Background: Group A fluoroquinolones (FLQs) are essential for treating multidrug-resistant tuberculosis (MDR-TB). Mutations in gyrA and gyrB cause FLQ resistance, but their patterns vary by region. This study evaluated FLQ-associated mutations in the gyrA and gyrB genes by analyzing minimum inhibitory concentrations (MICs) using 7H9 broth microdilution (BMD) and Löwenstein-Jensen phenotypic drug susceptibility test (L-J pDST).

Methods: A total of 304 isoniazid- and/or rifampicin-resistant isolates were analyzed. Genotypic drug susceptibility testing (gDST) was performed by sequencing gyrA (codons 74-113) and gyrB (codons 500-540). MICs for moxifloxacin (MFX) and levofloxacin (LFX) (0.0625-8.0 μg/mL) were determined using 7H9 BMD. Mutations were identified relative to the M. tuberculosis H37Rv reference. In L-J pDST, resistance breakpoints were 1.0 μg/mL for MFX and 2.0 μg/mL for LFX.

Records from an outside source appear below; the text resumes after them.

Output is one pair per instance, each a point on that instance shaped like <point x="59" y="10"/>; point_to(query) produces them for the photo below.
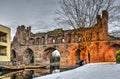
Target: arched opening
<point x="54" y="57"/>
<point x="28" y="56"/>
<point x="77" y="55"/>
<point x="55" y="61"/>
<point x="13" y="57"/>
<point x="118" y="56"/>
<point x="117" y="53"/>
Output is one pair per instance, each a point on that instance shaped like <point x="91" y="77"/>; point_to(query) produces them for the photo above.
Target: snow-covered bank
<point x="89" y="71"/>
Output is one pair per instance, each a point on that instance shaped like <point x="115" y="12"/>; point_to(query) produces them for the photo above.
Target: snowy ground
<point x="89" y="71"/>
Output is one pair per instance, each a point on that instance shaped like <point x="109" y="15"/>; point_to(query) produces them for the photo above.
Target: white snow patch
<point x="56" y="53"/>
<point x="89" y="71"/>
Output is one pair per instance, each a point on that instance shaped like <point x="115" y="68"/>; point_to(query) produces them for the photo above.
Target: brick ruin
<point x="92" y="44"/>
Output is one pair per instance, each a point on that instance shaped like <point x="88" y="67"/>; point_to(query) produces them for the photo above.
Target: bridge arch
<point x="28" y="56"/>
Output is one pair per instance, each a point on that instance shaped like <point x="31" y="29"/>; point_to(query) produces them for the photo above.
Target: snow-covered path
<point x="89" y="71"/>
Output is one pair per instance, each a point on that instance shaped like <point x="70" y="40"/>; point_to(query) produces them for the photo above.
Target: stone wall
<point x="94" y="43"/>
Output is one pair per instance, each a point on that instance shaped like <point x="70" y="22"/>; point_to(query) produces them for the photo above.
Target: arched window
<point x="28" y="56"/>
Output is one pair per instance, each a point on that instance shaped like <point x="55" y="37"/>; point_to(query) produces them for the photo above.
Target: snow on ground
<point x="88" y="71"/>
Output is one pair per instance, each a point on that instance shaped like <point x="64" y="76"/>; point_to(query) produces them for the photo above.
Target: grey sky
<point x="36" y="13"/>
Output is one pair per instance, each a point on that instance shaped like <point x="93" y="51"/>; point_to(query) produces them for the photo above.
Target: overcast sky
<point x="39" y="14"/>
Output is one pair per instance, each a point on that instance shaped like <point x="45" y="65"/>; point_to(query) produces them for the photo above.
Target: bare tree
<point x="82" y="13"/>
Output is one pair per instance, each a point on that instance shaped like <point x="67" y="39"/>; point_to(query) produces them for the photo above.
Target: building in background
<point x="4" y="43"/>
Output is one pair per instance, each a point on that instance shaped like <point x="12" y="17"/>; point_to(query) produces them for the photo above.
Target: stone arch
<point x="28" y="56"/>
<point x="13" y="57"/>
<point x="37" y="40"/>
<point x="77" y="55"/>
<point x="54" y="57"/>
<point x="13" y="53"/>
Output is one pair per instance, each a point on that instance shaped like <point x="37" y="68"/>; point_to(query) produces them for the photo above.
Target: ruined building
<point x="92" y="44"/>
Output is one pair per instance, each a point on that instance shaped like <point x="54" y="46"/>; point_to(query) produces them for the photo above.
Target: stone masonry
<point x="92" y="44"/>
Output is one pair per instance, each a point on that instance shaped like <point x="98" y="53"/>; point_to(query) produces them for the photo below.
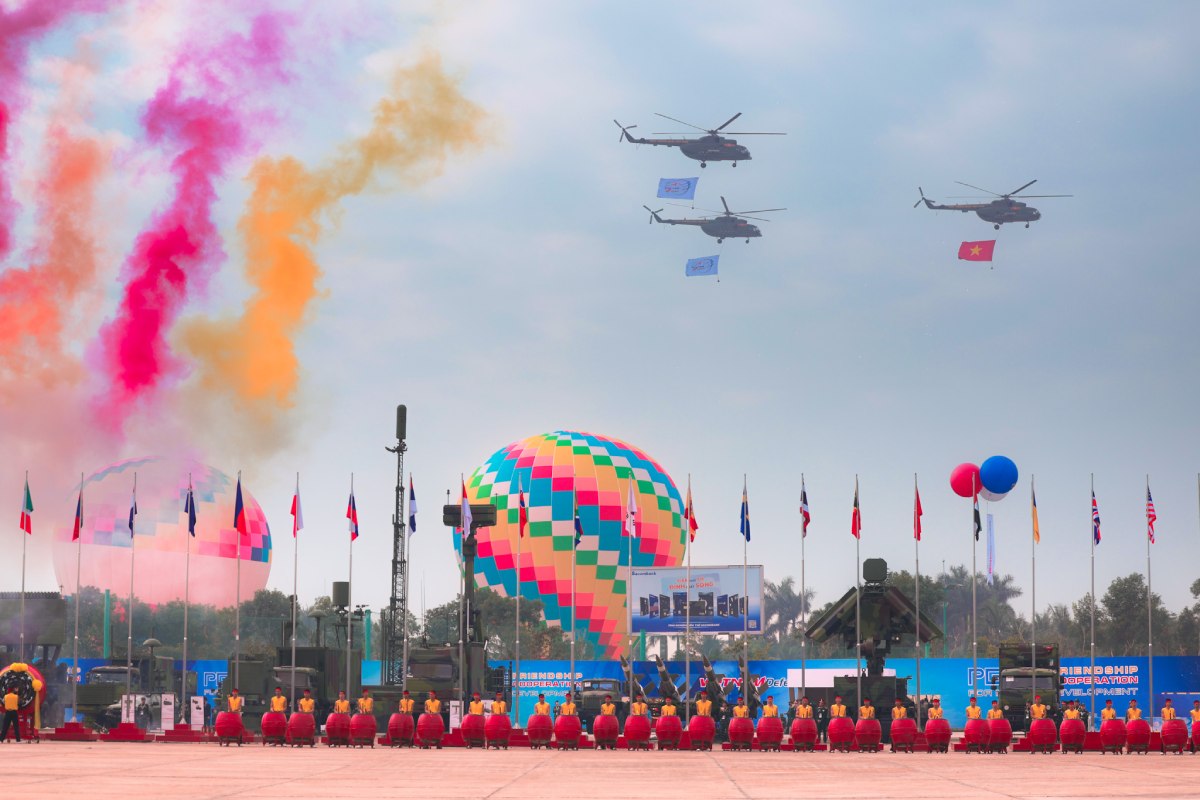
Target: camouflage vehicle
<point x="1018" y="681"/>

Results: Among isolates, 270 (88.81 %) were wild type and 34 (11.18 %) had mutations. D94G (44.82 %) and A90V (24.14 %) were the most frequent gyrA mutations. D500N (40 %) was the most common gyrB mutation. All gyrA mutants were MFX-resistant, while only 60 % of gyrB mutants were.

Conclusions: This study confirms gyrA mutations, especially D94G, as primary determinants of FLQ resistance in drug-resistant TB (including MDR-TB) in South Korea. gyrB mutations may also influence resistance. Combining gDST with phenotypic methods may improve resistance profiling.

Keywords: Drug-resistant gene; Fluoroquinolones; Mycobacterium tuberculosis; gyrA; gyrB.